The USD/JPY trades within a breath of 147.00 after hot PPI data and hawkish Fed minutes. Today’s CPI data is expected to show that core CPI continued to rise in September.
· Gilt yields are under the spotlight, with BoE bond buying support due to end on Friday
· US stocks fell for a sixth straight session dropping to a 2-year low on hawkish Fed bets
· US core CPI is expected to rise to 6.5% YoY, up from 6.3%
The FTSE ended yesterday at an 18-month low, with banks and housebuilders leading the charge lower. Turmoil in the bond market continued, with long-term yields rising to the levels where the BoE announced its intervention last week. Concerns over the mini-budget and UK government funding plans have resulted in a steep selloff in UK bonds and stocks. The BoE is set to end its bond-buying support on Friday.

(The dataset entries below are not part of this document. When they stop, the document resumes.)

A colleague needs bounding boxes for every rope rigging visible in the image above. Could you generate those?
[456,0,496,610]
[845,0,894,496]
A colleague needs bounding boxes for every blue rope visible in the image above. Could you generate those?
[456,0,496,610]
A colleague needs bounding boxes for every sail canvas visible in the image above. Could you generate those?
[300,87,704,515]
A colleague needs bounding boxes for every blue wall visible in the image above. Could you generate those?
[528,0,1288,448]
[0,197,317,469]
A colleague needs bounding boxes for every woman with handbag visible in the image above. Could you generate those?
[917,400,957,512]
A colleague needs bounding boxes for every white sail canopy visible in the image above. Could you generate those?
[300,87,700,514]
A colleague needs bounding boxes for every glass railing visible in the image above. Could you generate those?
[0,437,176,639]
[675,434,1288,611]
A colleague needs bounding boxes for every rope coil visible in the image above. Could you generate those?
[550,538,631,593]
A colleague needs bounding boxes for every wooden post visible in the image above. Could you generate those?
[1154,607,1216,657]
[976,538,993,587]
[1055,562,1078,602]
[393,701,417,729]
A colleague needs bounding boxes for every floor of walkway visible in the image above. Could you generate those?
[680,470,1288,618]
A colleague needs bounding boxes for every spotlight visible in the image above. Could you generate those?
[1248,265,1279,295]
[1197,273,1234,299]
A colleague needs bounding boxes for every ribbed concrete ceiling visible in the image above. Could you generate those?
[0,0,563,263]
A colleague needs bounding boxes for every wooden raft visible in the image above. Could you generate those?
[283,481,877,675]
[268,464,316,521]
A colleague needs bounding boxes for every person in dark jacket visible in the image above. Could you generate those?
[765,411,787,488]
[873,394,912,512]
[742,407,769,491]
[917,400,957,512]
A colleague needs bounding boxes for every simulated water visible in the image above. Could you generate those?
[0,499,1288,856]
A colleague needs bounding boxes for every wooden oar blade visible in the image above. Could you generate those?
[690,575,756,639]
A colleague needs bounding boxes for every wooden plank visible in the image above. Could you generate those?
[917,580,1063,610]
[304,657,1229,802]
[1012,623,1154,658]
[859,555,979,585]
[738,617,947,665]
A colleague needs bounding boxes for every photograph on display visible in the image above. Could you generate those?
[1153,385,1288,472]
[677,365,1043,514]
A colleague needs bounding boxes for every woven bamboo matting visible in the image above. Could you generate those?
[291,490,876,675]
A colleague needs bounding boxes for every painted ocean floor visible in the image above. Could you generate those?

Pensions have been selling assets rapidly to cover margin calls on vulnerable derivatives if interest rates change significantly ahead of the Friday deadline. This is being felt across the global financial markets, with corporate bonds in the US and Australia also being dumped. The dumping of these assets started after the mini-budget and could accelerate should the BoE pull support as planned on Friday.
The pound bucked the trend, jumping sharply higher after the BoE Chief economist Huw Pill hinted at a large interest rate rise by the central bank in November. GBP/USD rallied 1.3% yesterday, climbing briefly over 1.11.
US stocks
Stocks on Wall Street also came under pressure following hotter-than-expected PPI data and the minutes of the September FOMC meeting. There were few surprises in the minutes, which are from the meeting where the Fed hiked rates by 75 basis points, supporting the Fed’s hawkish stance. Policymakers again highlighted that the cost of doing too little to tame inflation outweighed the cost of doing too much.
USD/JPY
Central bank diversion helped push USD/JPY to a new 24-year high, within a breath of 147.00, well above the level of 145.90, where the Japanese Ministry of Finance intervened in September to shore up the yen. Japanese authorities have said that they are watching the FX rate closely.
US CPI
Today’s US CPI data is under the spotlight and isn’t expected to alter the Federal Reserve’s path toward a 75 basis point rate in the November meeting. The headline inflation number is expected to increase to 8.1% YoY in September, down from 8.3% in August to 8.5% in July. However, core inflation which strips out more volatile items such as food and fuel is expected to rise to 6.5% YoY, up from 6.3% and 6.1% previously.
The trend of rising core inflation is a concern and suggests that inflation is becoming more embedded within the US economy. This warrants a more aggressive approach from the Federal Reserve to tame inflation but also supports the Fed in keeping interest rates higher for longer.
It would take a significant miss on headline and core inflation to raise the probability of the Fed easing off the hiking pedal. Meanwhile, hotter-than-forecast inflation could lift the USD and add further pressure to US stocks, which trade at a two-year low.